Two, background technology:
Existing in the world multiple processing waste water specific bacteria, but there are not preparation and application protoplastis to merge the patent that microbial inoculum is handled waste water.The EM of typical as Japan, the high intelligent microbial preparation HIMP of U.S. PARADISF company (High-Intelligence Microorganism Preparation) and for example, 1 liter/24 yuan.Because cost and price are too high, domestic manufacturer is generally without the processing waste water specific bacteria of import, and domestic this respect product is still blank at present.

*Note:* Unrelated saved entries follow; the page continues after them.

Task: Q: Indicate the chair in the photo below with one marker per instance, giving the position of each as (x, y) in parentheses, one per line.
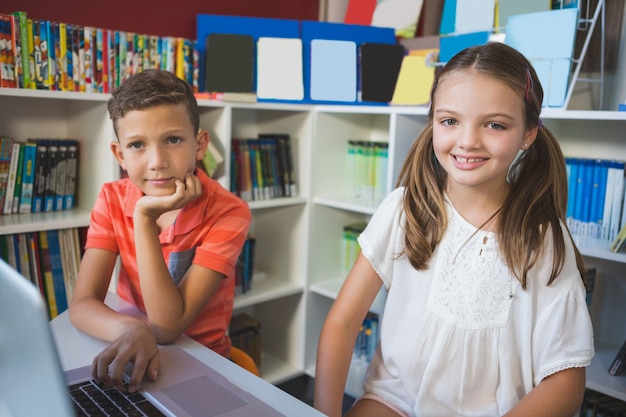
(244, 360)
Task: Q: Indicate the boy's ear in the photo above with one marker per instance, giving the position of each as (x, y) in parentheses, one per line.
(202, 139)
(116, 148)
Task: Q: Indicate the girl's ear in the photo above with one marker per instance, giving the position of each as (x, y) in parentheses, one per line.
(116, 148)
(529, 138)
(202, 140)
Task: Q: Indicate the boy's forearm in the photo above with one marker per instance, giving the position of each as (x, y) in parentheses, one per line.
(96, 319)
(162, 300)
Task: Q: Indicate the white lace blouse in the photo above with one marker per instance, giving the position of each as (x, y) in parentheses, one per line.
(462, 337)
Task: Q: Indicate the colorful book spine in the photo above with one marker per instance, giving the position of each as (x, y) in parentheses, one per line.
(7, 51)
(61, 175)
(8, 200)
(28, 177)
(24, 76)
(44, 255)
(31, 53)
(49, 199)
(6, 146)
(39, 186)
(71, 167)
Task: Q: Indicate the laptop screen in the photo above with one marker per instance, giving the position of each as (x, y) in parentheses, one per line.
(31, 379)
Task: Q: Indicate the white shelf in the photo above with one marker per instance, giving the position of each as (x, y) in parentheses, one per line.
(343, 204)
(264, 290)
(599, 379)
(32, 222)
(328, 289)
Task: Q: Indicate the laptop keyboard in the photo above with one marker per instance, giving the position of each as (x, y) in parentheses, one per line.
(95, 400)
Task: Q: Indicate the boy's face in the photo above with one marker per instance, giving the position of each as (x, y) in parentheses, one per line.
(156, 146)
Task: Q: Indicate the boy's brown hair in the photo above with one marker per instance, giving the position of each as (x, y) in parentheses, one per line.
(151, 88)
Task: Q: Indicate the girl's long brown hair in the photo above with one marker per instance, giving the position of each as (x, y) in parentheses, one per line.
(537, 201)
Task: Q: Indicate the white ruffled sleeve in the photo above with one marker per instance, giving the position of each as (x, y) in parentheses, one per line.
(383, 238)
(563, 335)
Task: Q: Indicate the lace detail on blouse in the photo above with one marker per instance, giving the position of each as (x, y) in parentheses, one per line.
(472, 288)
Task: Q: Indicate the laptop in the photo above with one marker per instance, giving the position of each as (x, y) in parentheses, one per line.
(32, 382)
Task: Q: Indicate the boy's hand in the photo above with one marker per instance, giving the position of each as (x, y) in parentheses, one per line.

Three, summary of the invention
The object of the invention provides a kind of preparation and uses the method that the NJU-Fhhh1 specific bacteria is efficiently handled waste water.Especially the genetically engineered special efficacy bacterium NJU-Fhhh1 that uses the originality of the present invention's structure is a starting strain, preparation NJU-Fhhh1 specific bacteria, have the high degradability of white-rot fungi, the high-adaptability of native bacterium YZ1, the high flocculence of yeast saccharomyces cerevisiae, be beneficial to efficient processing organic waste water.The object of the invention also is this specific bacteria, and cost is low, can widely use for domestic manufacturer, and supporting relevant utilisation technology, persistence is arranged at home.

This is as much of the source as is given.